Aprovada pela Assembleia Legislativa com base no Projeto de Lei nº 2.718/2024, de autoria do deputado Raul Belém (Cidadania), a norma destaca a relevância histórica, afetiva e econômica da coxinha criada há mais de cinco décadas por Vilma de Fátima Clemente Salomão, fundadora do Bar Apolo.
Desde 1971, a receita de massa crocante e recheio de pernil bem temperado conquistou gerações e ultrapassou fronteiras: hoje, é vendida inclusive em outras cidades por comerciantes que fazem questão de destacar sua origem - Coxinha do Bar Apolo de Araguari.
Em entrevista ao Estado de Minas, Dimas Alvim Salomão, filho da fundadora e atual responsável pelo bar, conta os detalhes da criação da casa: "O bar foi fundado pela minha mãe, Dona Vilma, no dia 5 de janeiro de 1971, e meu pai, José, sempre a apoiou muito nesse processo. O nome Apolo, com um 'L' só, é uma homenagem à nave Apolo 11, que chegou à Lua em 1969. Minha mãe ficou impressionada com aquilo tudo, mas tirou um 'L' do nome para não parecer tão estrangeiro. Dizia: 'Vamos colocar Apolo com um L só, mais nosso'".
"O que levou ao reconhecimento foi a inovação da receita. Naquela época, coxinha era sinônimo de frango, mas minha mãe nunca gostou desse recheio. Tentou várias receitas e acabou chegando no pernil. Ela acrescentou batata, temperou do jeitinho dela, e assim nasceu a nossa coxinha. Até hoje usamos os mesmos ingredientes e o mesmo processo artesanal".
O reconhecimento se baseia na Lei estadual nº 24.219/2022, que institui diretrizes para a valorização de expressões culturais da sociedade mineira. Segundo o texto da nova lei, a coxinha é um símbolo de cuidado artesanal e ligação entre memória e território.
"A nossa massa é fininha, crocante, feita com farinha de trigo. Já tentamos máquina, mas não presta, mas o fechamento não fica bom, a massa fica grossa. Fica parecendo aquelas de loja de conveniência de posto. A gente não aceitou isso. Aqui é tudo enrolado à mão, como sempre foi".
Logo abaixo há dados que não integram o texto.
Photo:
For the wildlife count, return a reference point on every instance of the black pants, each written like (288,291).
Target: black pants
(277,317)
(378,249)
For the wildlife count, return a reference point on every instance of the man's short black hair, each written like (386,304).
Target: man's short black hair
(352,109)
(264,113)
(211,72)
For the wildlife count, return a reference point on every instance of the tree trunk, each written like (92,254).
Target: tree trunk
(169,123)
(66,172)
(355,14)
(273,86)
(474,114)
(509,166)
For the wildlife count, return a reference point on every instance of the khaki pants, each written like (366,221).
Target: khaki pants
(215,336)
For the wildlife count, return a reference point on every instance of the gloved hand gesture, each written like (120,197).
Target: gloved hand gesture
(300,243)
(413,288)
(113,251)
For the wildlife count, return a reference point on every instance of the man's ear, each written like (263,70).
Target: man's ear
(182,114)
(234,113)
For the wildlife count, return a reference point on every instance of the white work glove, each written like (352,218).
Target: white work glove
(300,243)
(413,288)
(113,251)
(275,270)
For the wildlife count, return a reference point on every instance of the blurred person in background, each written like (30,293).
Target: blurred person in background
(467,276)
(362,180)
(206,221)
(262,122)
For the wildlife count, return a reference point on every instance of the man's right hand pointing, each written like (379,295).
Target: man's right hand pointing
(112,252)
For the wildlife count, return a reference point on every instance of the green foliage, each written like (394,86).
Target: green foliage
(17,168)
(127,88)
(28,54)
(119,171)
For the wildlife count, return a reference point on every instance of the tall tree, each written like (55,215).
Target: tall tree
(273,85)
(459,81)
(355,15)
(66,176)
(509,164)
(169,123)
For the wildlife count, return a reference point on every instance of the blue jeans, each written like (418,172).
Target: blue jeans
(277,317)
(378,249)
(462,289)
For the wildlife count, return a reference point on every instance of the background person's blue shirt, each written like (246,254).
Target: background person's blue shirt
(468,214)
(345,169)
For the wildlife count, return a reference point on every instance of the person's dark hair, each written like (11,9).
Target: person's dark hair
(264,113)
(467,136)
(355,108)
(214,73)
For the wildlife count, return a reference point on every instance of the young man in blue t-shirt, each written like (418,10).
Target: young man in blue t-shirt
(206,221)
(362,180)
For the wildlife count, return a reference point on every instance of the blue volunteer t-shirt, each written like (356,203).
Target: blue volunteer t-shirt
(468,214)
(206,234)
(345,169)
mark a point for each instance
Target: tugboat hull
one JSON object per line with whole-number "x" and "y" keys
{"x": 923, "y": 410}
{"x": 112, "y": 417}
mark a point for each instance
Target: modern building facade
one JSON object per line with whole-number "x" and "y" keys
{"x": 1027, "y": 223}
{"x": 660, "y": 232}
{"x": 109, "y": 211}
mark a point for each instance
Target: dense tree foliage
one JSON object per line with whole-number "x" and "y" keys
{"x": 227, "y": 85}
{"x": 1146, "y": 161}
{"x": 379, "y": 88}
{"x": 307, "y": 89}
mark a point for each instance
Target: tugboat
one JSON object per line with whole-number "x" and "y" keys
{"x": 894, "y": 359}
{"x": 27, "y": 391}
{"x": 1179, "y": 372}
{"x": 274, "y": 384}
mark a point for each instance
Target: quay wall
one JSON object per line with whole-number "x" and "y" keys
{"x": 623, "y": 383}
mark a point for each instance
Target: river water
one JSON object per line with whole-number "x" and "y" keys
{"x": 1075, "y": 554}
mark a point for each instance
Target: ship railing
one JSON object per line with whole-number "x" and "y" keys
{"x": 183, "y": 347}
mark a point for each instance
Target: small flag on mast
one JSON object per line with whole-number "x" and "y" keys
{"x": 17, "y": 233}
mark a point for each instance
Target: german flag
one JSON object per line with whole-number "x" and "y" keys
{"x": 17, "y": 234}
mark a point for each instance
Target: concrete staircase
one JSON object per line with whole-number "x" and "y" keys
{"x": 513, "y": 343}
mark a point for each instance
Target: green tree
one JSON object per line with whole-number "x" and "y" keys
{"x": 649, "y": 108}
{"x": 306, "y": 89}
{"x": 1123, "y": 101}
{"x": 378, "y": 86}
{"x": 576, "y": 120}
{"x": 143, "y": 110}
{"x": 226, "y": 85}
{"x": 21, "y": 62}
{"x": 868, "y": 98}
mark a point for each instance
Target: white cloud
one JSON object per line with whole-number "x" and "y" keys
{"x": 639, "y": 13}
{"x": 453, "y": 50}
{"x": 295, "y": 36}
Procurado pelo jornal, o Iepha (Instituto Estadual do Patrimônio Histórico e Artístico de Minas Gerais) afirmou em nota, que a medida "é uma iniciativa da Assembleia Legislativa de Minas Gerais que contribui para a valorização da cultura mineira". Confira a nota na íntegra ao final da reportagem
Uma receita com história
O Bar Apolo nasceu da dedicação de Vilma e sua família, que transformaram um pequeno comércio de bairro em um ponto de encontro afetivo da cidade. A receita da coxinha, preparada com carne de pernil cuidadosamente selecionada e temperada com um segredo de família, passou a ser o carro-chefe do local. Segundo relatos dos frequentadores, o sabor marcante da iguaria é inseparável das lembranças da infância, das conversas de balcão e das histórias vividas em torno do bar.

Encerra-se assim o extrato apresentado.